視心(VC)の配置
パースフリークスで視心をどこにおけば良いかという質問を頂きまして、重要な話ではあるので、作例を交えながら説明していきたいと思います。
最初に答えを言っておきますと、視心は原則として画面の中央に配置してください。ここで画面というのは絵を描く領域の話でして、例えば漫画であれば、1コマの中に描く絵のセンターという意味です。普通の1枚絵であれば、その絵のど真ん中です。縦方向横方向共に中央が理想ではあります。
しかし、現実には数多の理由により、このセオリーを外してでも視心をセンターからずらした方が良い場合もあります。
図の赤い長方形は画面(絵が描かれる領域)になります。この絵は1点透視図ですが、視心(VC)はセンターに配置していません。理由は構図上の都合です。
1点透視図で電車が向かっている様を描く場合、電車は視心の位置を出発点としてこちらに向かうことになります。地面や駅のホームを大きく描きたいという意図がある場合、視心を中央に持ってくると電車の上側や左側が広く取られることになりますので、都合が悪いです。よって、この絵では視心を中央からずらさざるを得ません。ただし1点透視図に拘らず3点透視図でも良いのであれば、視心を中央に持ってくることはできます。

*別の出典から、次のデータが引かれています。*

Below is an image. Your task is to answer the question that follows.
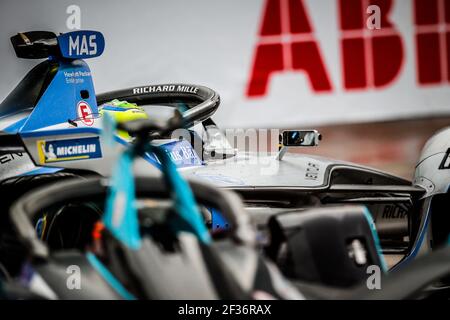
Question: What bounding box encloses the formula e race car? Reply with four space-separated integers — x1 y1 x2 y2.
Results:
0 31 450 284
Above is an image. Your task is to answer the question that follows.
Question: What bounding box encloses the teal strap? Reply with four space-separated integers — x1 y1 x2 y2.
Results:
149 145 211 244
364 207 388 273
86 252 136 300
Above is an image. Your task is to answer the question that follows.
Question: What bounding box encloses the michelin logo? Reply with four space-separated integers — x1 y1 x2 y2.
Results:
37 137 102 163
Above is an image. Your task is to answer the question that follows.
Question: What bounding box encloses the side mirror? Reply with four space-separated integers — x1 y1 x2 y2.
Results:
276 130 322 161
282 130 322 147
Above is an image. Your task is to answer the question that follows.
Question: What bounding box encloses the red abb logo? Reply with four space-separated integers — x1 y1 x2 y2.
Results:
247 0 450 97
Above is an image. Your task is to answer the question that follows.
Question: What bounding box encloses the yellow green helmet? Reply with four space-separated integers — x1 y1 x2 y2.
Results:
99 99 148 139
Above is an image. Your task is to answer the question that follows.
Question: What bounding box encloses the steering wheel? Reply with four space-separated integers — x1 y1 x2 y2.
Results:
97 83 220 127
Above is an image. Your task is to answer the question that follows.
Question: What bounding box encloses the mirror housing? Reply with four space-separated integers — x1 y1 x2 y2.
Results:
281 130 322 147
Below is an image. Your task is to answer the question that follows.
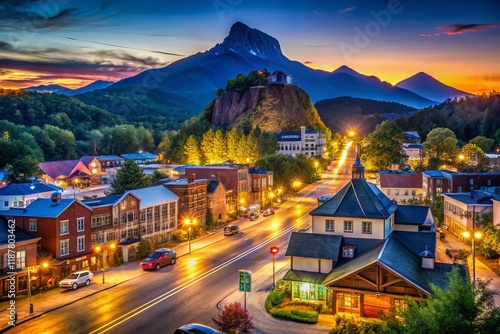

ちなみに、絵が異常に広角なのは単なるミスです。描いた時期が各種理論を確立するよりも前だったもので(言訳)。本当はこんなに広角にはしない方がいいです。
次は2点透視図です。階段の作例です。
視心はセンターより少し上ですが、これも構図上の理由です。水平線より下には書きたいもの(階段、人物)がたくさんあり、上にはありませんでした。よって、水平線は画面内で中央より上側に配置することになります。水平線を階段の踊り場より上に置いたのは、そういう見せ方をしたかったからです。
2点透視図の場合、視心は水平線上に置かなければなりません。そして水平線が画面中央を通っていないのですから、必然的に視心も中央に置くことできません。ただし、横方向に限れば中央に置くことはできます。この作例でも、視心は横方向中央に置いています。
最後に3点透視図です。3点透視図は視心の位置を制御しやすいので、基本的には完全にど真ん中に置いた方が良いと思います。細かいことを言えば例外がないわけでもないですが、それはまた別の機会に。
この作例では完全に制御しきれず、少し中央からずれていますが、このずれは意図的に行ったものではないです。本当は完全な中央が望ましいです。
最後になぜ視心は画面中央に置くべきなのかという理由についてですが、これはひとえに透視図の性質的な問題です。透視図は広角領域ほど画がゆがむという性質を持っています。言い換えると、視心の近傍はもっともゆがみが少なくきれいに映る領域であり、視心近傍がより多く画面に入る配置、すなわち視心を画面中央に置くのが良いという結論になります。